How to Use the naive Bayes algorithm and python Bayesian Algorithm in python
Here we will repeat why the title is "use" instead of "IMPLEMENT ":
First, the algorithms provided by professionals are more efficient and accurate than the algorithms we write.
Secondly, for people with poor mathematics, it is very painful to study a bunch of formulas to implement algorithms.
Again, unless the algorithms provided by others cannot meet your needs, there is no need to "duplicate the wheel ".
The following is a back-to-back example. If you do not know the Bayesian algorithm, you can check the relevant information. Here is a brief introduction:
1. Bayesian formula:
P(A|B)=P(AB)/P(B)
2. Bayesian inference:
P(A|B)=P(A)×P(B|A)/P(B)
In text:
Posterior Probability = anterior probability × similarity/standardization constant
The Bayesian algorithm solves the problem of finding similarity, that is, the value of P (B | ).
3. Three Common Naive Bayes algorithms are provided in the scikit-learn package. The following describes them in sequence:
1) Gaussian Naive Bayes: Assuming that attributes/features are normally distributed (for example,), they are mainly used for numeric features.
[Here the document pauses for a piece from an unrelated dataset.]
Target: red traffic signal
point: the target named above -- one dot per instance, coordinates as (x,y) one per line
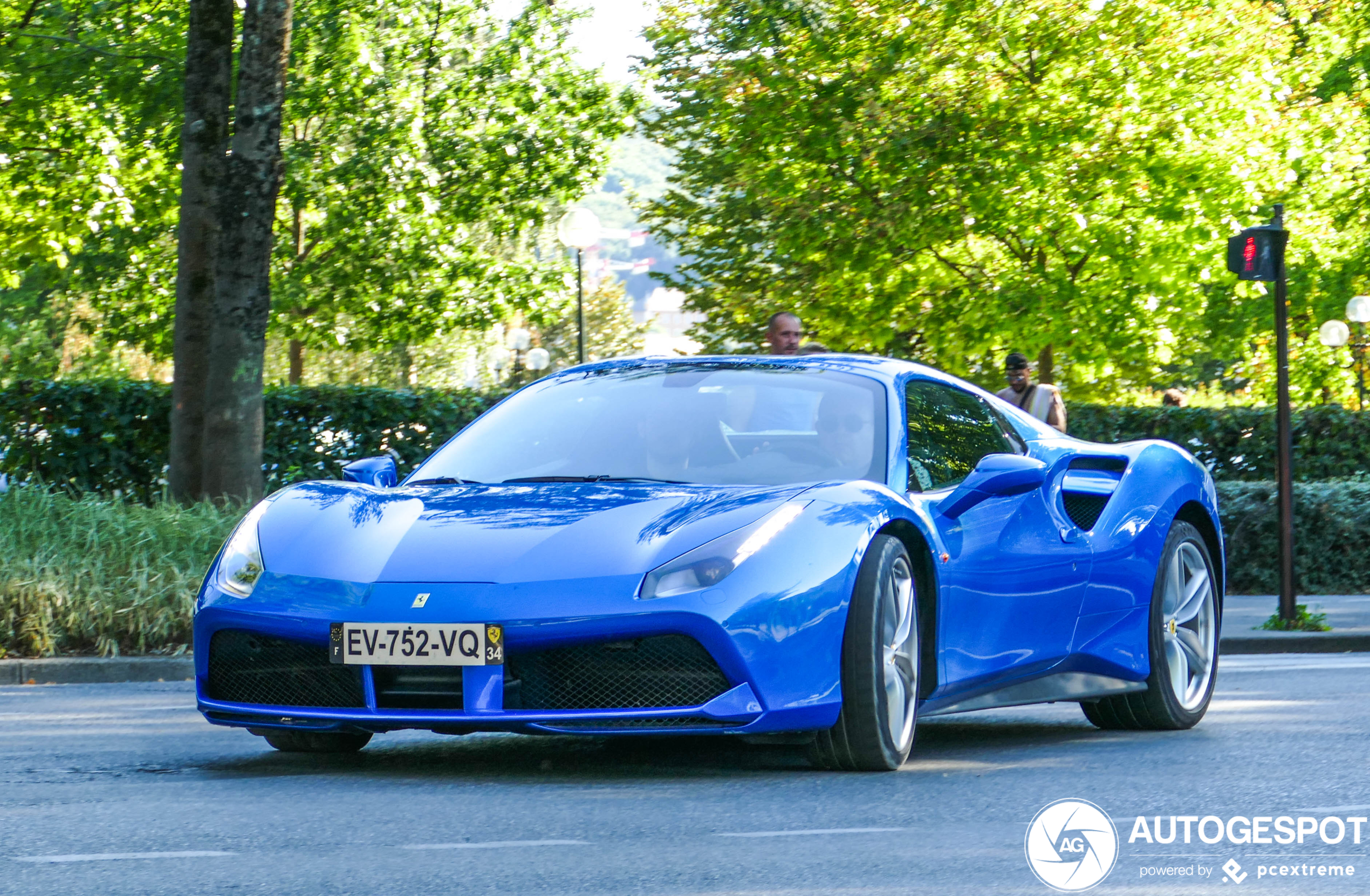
(1257,252)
Use the data in the scikit-learn package. The code and description are as follows:
>>> From sklearn import datasets # import data in the package >>> iris = datasets. load_iris () # load data> iris. feature_names # display Feature Names ['sepal length (cm) ', 'sepal width (cm)', 'petal length (cm) ', 'petal width (cm) '] >>> iris. data # display data array ([[5.1, 3.5, 1.4, 0.2], [4.9, 3 ., 1.4, 0.2], [4.7, 3.2, 1.3, 0.2] ......> iris. data. size ## data size --- 600 >>> iris.tar get_names # display the category name array (['setopa', 'versicolor', 'virginic A'], dtype = '<u10')> from sklearn. naive_bayes import GaussianNB # import Gaussian Naive Bayes algorithm> clf = GaussianNB () # assign a variable to the algorithm for ease of use> clf. fit (iris. data, iris.tar get) # Start classification. For a large sample, you can use the partial_fit function to classify it to avoid loading too much data to the memory at a time> clf. predict (iris. data [0]. reshape (1,-1) # verify the category. Note: Because the predict parameter is an array and data [0] is a list, you need to convert array ([0]) >>> data = np. array ([6, 4, 6, 2]) # verify Category> clf. predict (data. reshape (1,-1) array ([2])
Here we have a question: how can we determine that the data conforms to the normal distribution? In the R language, there are related function judgments, or direct plotting can also be seen, but they are all P (x, y), which can be directly in the coordinate system.
I have not figured out how to determine the data in the example. This part will be added later.
2) polynomial distribution Naive Bayes: It is often used for text classification. features are words, and values are the number of times words appear.
# Examples are provided in the official documentation. For details, see the first example> import numpy as np> X = np. random. randint (5, size = (6,100) # returns a random integer in the range of [100) 6x100 6 rows, columns> y = np. array ([1, 2, 3, 4, 5, 6]) >>> from sklearn. naive_bayes import MultinomialNB >>> clf = MultinomialNB () >>> clf. fit (X, y) MultinomialNB (alpha = 1.0, class_prior = None, fit_prior = True) >>> print (clf. predict (X [2]) [3]
3) Berner strives for Naive Bayes: each feature is Boolean and the result is 0 or 1, that is, it does not appear.
# Examples are provided in the official documentation. For details, see the first example> import numpy as np> X = np. random. randint (2, size = (6,100) >>> Y = np. array ([1, 2, 3, 4, 4, 5]) >>> from sklearn. naive_bayes import BernoulliNB >>> clf = BernoulliNB () >>> clf. fit (X, Y) BernoulliNB (alpha = 1.0, binarize = 0.0, class_prior = None, fit_prior = True) >>> print (clf. predict (X [2]) [3]
Note: This article is not complete yet. Some instructions in Example 1 need to be written. There are many things recently and will be improved in the future.
The above is all the content of this article. I hope this article will help you in your study or work. I also hope to provide more support to the customer's home!